Terrorism and Intellectual Freedom

Daniel Pipes provides an excellent brief explanation of the intellectual roots of Islamist terrorism:

Alas, this view ignored a third totalitarianism, growing since the 1920s, that of Islamism, most briefly defined as the belief that whatever the question, from child-rearing to war-making, "Islam is the solution." As the result of several factors – an historic rivalry with Jews and Christians, a boisterous birth rate, the capture of the Iranian state in 1979, support from oil-rich states – Islamists have come to dominate the ideological discourse of Muslims interested in their Islamic identity or faith.

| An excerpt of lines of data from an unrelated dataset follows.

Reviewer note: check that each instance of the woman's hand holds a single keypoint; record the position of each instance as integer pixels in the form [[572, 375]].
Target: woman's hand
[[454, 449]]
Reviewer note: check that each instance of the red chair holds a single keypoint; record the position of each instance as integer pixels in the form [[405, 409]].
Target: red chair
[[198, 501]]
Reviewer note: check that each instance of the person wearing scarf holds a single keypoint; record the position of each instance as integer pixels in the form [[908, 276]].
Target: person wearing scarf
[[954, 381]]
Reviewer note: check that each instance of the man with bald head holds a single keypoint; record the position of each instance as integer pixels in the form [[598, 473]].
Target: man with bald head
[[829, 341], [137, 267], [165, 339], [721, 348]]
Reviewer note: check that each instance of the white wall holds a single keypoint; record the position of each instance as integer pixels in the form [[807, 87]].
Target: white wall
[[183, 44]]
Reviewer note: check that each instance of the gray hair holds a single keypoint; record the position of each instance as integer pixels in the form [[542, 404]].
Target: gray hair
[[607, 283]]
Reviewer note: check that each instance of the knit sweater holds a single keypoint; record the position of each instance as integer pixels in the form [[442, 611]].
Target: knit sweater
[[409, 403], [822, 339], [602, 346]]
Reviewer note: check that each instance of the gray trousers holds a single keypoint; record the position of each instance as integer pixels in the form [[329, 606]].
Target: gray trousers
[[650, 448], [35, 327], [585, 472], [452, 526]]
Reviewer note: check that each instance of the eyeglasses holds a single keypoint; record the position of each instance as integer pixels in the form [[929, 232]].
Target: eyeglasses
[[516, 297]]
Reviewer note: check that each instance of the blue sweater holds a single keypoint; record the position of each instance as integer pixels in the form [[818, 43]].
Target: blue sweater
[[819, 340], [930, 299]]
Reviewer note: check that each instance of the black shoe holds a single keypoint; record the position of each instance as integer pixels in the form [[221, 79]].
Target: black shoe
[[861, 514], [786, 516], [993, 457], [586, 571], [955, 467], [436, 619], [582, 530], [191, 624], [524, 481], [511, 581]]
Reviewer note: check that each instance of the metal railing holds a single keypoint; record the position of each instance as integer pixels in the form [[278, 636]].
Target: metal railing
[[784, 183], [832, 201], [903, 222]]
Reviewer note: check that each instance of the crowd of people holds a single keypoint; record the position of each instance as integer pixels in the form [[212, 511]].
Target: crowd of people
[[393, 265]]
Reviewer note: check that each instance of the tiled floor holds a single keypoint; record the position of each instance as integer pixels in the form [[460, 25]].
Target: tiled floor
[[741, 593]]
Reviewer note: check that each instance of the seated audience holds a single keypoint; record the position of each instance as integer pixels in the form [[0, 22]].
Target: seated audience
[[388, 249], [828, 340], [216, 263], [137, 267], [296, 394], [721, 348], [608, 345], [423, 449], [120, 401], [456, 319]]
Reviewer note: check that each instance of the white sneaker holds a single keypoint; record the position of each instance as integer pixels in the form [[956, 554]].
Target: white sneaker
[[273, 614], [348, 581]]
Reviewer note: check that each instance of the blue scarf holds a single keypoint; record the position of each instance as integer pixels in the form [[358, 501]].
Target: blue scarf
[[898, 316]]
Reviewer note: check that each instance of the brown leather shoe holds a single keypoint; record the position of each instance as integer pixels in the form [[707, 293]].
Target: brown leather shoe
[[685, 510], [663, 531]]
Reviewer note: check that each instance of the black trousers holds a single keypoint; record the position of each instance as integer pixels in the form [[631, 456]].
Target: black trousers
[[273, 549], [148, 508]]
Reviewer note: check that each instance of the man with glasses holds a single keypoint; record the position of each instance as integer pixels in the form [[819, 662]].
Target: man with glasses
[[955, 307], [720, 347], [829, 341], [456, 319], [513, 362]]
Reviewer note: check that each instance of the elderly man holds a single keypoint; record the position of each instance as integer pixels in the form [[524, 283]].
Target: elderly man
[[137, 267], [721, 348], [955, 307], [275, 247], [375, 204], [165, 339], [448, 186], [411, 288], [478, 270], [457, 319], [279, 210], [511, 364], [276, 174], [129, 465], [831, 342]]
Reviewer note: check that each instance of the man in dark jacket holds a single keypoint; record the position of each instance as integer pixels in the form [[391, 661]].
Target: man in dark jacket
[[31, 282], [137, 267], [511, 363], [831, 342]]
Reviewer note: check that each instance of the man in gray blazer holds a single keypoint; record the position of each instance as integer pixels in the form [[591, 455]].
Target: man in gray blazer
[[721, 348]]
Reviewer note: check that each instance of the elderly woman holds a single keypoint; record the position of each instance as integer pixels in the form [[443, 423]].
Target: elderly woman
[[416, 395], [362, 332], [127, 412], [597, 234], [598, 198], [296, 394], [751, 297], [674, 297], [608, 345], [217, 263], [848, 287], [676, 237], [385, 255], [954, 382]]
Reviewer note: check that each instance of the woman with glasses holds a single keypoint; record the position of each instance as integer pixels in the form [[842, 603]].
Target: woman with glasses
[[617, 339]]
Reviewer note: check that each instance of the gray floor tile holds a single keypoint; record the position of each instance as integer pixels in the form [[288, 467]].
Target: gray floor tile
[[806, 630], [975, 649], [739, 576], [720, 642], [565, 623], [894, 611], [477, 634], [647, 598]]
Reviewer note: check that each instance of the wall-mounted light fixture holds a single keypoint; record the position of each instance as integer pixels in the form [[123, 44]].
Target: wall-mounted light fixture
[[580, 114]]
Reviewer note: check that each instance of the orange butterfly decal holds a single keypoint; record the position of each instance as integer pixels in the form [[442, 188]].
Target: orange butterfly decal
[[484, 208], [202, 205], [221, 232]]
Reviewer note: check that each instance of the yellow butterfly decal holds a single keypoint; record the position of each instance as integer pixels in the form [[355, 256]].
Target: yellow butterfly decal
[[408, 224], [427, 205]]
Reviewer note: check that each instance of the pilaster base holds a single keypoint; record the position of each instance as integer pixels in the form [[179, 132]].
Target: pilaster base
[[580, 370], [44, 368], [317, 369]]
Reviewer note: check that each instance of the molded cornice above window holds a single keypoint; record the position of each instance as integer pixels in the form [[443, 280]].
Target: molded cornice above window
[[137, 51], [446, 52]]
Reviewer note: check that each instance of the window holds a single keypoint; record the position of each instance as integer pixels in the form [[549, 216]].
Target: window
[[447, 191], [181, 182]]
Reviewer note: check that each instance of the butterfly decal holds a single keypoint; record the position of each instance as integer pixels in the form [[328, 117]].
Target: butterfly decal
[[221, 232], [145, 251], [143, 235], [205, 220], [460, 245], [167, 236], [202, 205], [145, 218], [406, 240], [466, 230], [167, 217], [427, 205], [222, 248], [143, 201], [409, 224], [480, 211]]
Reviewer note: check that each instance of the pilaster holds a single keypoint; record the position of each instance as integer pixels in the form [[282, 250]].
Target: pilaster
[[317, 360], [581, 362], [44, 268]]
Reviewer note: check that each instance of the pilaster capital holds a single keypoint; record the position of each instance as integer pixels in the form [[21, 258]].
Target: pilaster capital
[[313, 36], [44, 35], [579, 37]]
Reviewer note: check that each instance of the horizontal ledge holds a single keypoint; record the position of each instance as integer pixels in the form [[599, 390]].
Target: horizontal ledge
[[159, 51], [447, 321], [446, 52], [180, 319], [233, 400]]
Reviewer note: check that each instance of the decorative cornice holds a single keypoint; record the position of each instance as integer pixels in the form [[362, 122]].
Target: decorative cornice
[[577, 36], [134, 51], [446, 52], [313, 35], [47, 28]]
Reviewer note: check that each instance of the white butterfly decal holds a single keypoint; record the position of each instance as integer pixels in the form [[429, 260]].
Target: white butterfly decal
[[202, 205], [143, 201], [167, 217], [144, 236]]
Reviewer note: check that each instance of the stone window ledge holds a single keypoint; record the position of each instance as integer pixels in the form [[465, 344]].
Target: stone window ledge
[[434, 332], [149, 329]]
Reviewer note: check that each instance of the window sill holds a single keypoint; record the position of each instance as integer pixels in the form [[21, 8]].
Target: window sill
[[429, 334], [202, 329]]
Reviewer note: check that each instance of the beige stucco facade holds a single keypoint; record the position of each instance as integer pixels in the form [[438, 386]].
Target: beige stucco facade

Islamic law, in retreat over the previous two centuries, came roaring back, and with it jihad, or sacred war. The caliphate, defunct in real terms for over a millennium, became a vibrant dream. Ideas proffered by such thinkers and organizers as Muhammad ibn Abd al-Wahhab, Shah Waliullah, Sayyid Abu'l-A'la al-Mawdudi, Hasan al-Banna, Sayyid Qutb, and Rouhollah Khomeini aggressed successfully against traditional, modernist, and centrist approaches to Islam. To advance the poisoned vision of these utopians, their followers adopted violent means, including terrorism.



To win the struggle with radical Islamism, Pipes notes that it is necessary to enable moderate and reformist Muslims to offer an alternative to the totalitarian vision of the Islamists:

The most effective form of counterterrorism fights not the terrorists but the ideas that motivate them. This strategy involves two main steps. First, defeat the Islamist movement just as the fascist and communist movements were defeated – on every level and in every way, making use of every institution, public and private. This task falls mainly on non-Muslims, Muslim communities being generally incapable or unwilling to purge their own.

In contrast, only Muslims can undertake the second step, the formulation and spread of an Islam that is modern, moderate, democratic, liberal, good-neighborly, humane, and respectful of women. Here, non-Muslims can help by distancing themselves from Islamists and supporting moderate Muslims.



This is exactly what needs to be done. The problem, unfortunately, lies in how the Islamists have used violence and intimidation to suppress reformist voices within Islam. Mr. Pipes has ably documented this in his own research. This is why fostering intellectual freedom in the Islamic world is both difficult and essential. We in the West must do everything possible to prevent Islamists from censoring moderate Muslims if we are to defeat Jihadist terrorism and the ideas that sustain it.